This seems to be a common exercise question, however I am having trouble with it. The hint is to use a map that associates the k-plane to its orthogonal complement. But I have not been able to show this as a diffeomorphism.
I was thinking of using the orthonormal basis and extending it to get a basis of $\mathbb{R}^n$, then using the remaining $n-k$ vectors to generate the orthogonal complement. Am I on the right path??How else should I approach this otherwise??
Yes, you're on the right path. The nice thing is that the implementation of your idea is already built into the description of $\text{Gr}(n,k)$ as $O(n) / O(k)\times O(n-k)$ which you seem to have used to turn $\text{Gr}(n,k)$ into a manifold: Representing a $k$-plane $E\subset {\mathbb R}^n$ by some element of $O(n)$ means choosing an orthormal basis $v_1,....,v_n$ of ${\mathbb R}^n$ such that $E = \langle v_1,...,v_k\rangle$, which you can then send to the $(n-k)$-plane $\langle v_{k+1},...,v_n\rangle=E^{\perp}$. In other words, on the level of sets your map is given by the composition $$\text{Gr}(k,n)\xleftarrow{\langle v_1,...,v_k\rangle\leftarrow A=(v_1,...,v_n)} O(n) / O(k)\times O(n-k)\xrightarrow{\alpha:\ A=(v_1,...,v_n)\mapsto \langle v_{k+1},...,v_{n}\rangle} \text{Gr}(n,n-k).$$ If you now want to show that this is even a diffeomorphism, you have to factor $\alpha$ through the bijection $$O(n)/O(n-k)\times O(k)\to \text{Gr}(n,n-k),\ A=(v_1,...,v_n)\mapsto\langle v_1,...,v_{n-k}\rangle$$ through which $\text{Gr}(n,n-k)$ gets its topology and manifold structure. Do you see how this can be done?

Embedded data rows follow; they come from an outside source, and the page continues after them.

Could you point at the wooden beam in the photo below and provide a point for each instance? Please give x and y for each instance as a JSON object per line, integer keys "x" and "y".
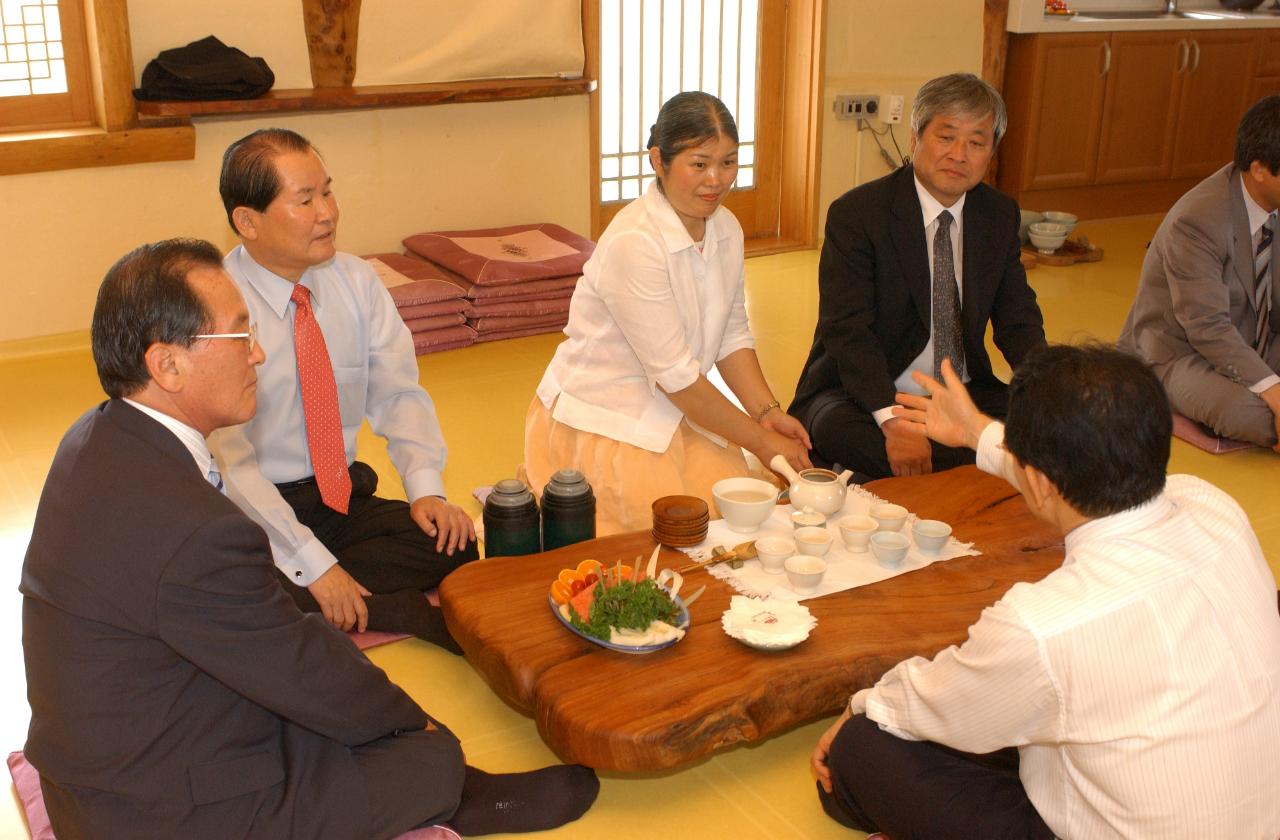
{"x": 74, "y": 150}
{"x": 333, "y": 99}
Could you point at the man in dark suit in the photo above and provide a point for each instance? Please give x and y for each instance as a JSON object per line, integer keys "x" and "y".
{"x": 913, "y": 269}
{"x": 1207, "y": 311}
{"x": 176, "y": 690}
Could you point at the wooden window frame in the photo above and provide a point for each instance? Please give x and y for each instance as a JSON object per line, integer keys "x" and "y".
{"x": 58, "y": 110}
{"x": 801, "y": 126}
{"x": 114, "y": 137}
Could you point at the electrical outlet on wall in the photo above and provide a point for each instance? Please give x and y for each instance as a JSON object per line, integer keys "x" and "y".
{"x": 856, "y": 105}
{"x": 892, "y": 113}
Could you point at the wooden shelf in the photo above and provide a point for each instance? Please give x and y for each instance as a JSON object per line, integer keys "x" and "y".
{"x": 328, "y": 99}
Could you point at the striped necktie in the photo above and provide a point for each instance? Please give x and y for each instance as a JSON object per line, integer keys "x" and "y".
{"x": 1262, "y": 286}
{"x": 320, "y": 405}
{"x": 947, "y": 336}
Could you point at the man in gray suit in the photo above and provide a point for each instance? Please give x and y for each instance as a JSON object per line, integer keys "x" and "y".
{"x": 1207, "y": 311}
{"x": 176, "y": 690}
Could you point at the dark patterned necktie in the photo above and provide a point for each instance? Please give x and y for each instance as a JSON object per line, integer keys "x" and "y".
{"x": 947, "y": 334}
{"x": 1262, "y": 286}
{"x": 215, "y": 478}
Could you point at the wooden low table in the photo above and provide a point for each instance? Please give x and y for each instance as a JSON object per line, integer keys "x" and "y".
{"x": 617, "y": 711}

After request of details: You have the two sets $$\text{Gr}(n,k) := \{E\subset {\mathbb R}^k \ |\ \text{dim}\ E = k\}\quad\text{ and }\quad \text{Gr}(n,n-k) := \{E\subset {\mathbb R}^k \ |\ \text{dim}\ E = n-k\}$$ which you endow with smooth manifold structures through the bijections $$O(n)/O(k)\times O(n-k)\xrightarrow{\varphi_k} \text{Gr}(n,n-k),\quad A=(v_1,...,v_n)\mapsto\langle v_1,...,v_{k}\rangle\quad\text{and}$$ $$O(n)/O(n-k)\times O(k)\xrightarrow{\varphi_{n-k}} \text{Gr}(n,n-k),\quad A=(v_1,...,v_n)\mapsto\langle v_1,...,v_{n-k}\rangle,$$ respectively. Now you want to show that with respect to these smooth structures, the bijection $$(-)^{\perp}: \text{Gr}(n,k)\to\text{Gr}(n,n-k),\quad E\mapsto E^{\perp}$$ is a diffeomorphism, that is, that the induced bijection $$\tau := \varphi_{n-k}^{-1}\circ (-)^{\perp}\circ \varphi_k: O(n)/O(k)\times O(n-k)\to O(n)/O(n-k)\times O(k)$$ is actually a diffeomorphism. Everything fits together in a commutative diagram: $$\begin{array}{ccc} O(n)/O(k)\times O(n-k) & \xrightarrow{\varphi_k} & \text{Gr}(n,k)\\{\tiny\tau}\downarrow && \downarrow{\tiny(-)^{\perp}}\\ O(n)/O(n-k)\times O(k) & \xrightarrow{\varphi_{n-k}} & \text{Gr}(n,n-k)\end{array}$$ Now the point is that $\tau$ admits an explicit description on representatives: As an intermediate step, note first that $$(-)^{\perp}\circ\varphi_{k}: O(n)/O(k)\times O(n-k)\to \text{Gr}(n,n-k)\ \text{ is given by }\ A = (v_1,...,v_n)\mapsto \langle v_{k+1},...,v_n\rangle.$$ Hence, you only have to find an explicit lift of this map to a map $$O(n)/O(k)\times O(n-k)\to O(n)/O(n-k)\times O(k)$$ on representatives of which you can then see that it is a diffeomorphism. Can you do that?